I think it meant different things to different groups at various times. The so-called Messianic age (as the advent of an utopic domain for the Jews) also was thought to come without any Messiah.
In Daniel last part, Archangel Michael will bring about resurrections and eternal life. No Messiah here.
I also think there was not much of any Messianic or Apocalyptic expectations when things were going not too bad for the Jews, that is from the building of the second temple, and afterwards under the benevolent and loose rule of the Persians and the Hellenist kings, with the exception of Antiochus IV (whose looting of Jerusalem and ensuing massacres gave us 'Daniel'), up to the Roman arrival in Jerusalem, taking advantage of the late Hasmoneans corruption and in-fighting (that gave us the Psalms of Solomon ch. 7).
At this time, the failure of the Hasmoneans (also with the later Parthian invasion), made some Jews wished for another David, or one of his descendant, from the Davidian dynasty relatively successful in Judah for centuries, to usher better days for the Jews, under rulers of their own.
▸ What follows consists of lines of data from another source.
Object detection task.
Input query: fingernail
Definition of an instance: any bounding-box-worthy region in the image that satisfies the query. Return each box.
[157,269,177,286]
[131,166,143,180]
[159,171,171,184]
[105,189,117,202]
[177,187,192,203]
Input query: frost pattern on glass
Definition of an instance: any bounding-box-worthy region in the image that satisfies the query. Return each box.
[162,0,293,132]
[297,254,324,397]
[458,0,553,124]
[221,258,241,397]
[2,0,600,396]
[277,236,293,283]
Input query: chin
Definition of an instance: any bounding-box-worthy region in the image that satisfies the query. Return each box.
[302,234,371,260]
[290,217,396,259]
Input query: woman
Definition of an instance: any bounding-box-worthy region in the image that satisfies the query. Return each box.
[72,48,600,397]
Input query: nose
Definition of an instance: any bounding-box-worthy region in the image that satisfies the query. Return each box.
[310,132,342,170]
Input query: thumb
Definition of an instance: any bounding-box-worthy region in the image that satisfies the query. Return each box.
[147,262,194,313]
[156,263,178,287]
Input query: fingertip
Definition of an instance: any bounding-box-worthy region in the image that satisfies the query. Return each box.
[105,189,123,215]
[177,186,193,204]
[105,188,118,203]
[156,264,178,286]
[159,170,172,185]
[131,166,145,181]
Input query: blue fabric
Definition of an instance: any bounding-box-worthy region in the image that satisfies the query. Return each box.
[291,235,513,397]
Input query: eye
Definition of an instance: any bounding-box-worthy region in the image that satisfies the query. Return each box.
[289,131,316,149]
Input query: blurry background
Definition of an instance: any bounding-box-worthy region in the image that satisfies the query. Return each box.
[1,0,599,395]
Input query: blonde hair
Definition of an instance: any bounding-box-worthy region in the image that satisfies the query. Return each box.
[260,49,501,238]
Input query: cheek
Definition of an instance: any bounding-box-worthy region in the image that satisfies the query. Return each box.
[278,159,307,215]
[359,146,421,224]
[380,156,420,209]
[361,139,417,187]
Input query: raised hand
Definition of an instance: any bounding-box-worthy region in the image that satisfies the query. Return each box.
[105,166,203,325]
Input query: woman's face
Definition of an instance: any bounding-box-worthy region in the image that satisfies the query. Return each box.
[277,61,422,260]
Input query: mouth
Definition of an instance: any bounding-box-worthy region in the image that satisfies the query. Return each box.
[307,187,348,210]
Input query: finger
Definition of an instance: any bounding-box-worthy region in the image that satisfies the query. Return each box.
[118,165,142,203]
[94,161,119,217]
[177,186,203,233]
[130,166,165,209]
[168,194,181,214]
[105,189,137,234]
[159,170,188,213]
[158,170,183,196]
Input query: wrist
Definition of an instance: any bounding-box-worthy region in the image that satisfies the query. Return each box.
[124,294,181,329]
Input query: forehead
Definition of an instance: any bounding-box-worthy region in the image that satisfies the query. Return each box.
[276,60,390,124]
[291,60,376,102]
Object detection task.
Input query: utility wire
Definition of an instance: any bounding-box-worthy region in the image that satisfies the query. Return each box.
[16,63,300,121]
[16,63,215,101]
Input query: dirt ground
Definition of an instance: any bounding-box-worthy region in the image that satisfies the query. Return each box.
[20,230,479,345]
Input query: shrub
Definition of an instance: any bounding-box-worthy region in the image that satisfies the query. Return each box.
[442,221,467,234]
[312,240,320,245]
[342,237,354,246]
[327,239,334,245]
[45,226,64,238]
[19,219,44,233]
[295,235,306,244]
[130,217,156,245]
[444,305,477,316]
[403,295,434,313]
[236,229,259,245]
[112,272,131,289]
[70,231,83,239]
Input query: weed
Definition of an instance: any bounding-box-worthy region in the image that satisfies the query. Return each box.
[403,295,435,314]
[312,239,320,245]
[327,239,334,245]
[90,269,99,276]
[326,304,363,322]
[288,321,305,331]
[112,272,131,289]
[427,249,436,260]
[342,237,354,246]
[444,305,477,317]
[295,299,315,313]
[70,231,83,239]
Then the Herodian kings (non-Jews) came, then the Romans directly. More reasons for wishing an utopic Kingdom under a Davidian king, with God's power to kick out the invaders and keep them outside (as in some verses in the OT). But that does not mean that wishful thinking was general and/or intense among the Jewish population, but only ready to kick in at some appropriate occasion.
Paul had Jesus as from David but that happened in his last epistle (Romans) and I think he reluctantly borrowed that notion from the earliest Jewish Christians (before the divine conception was invented).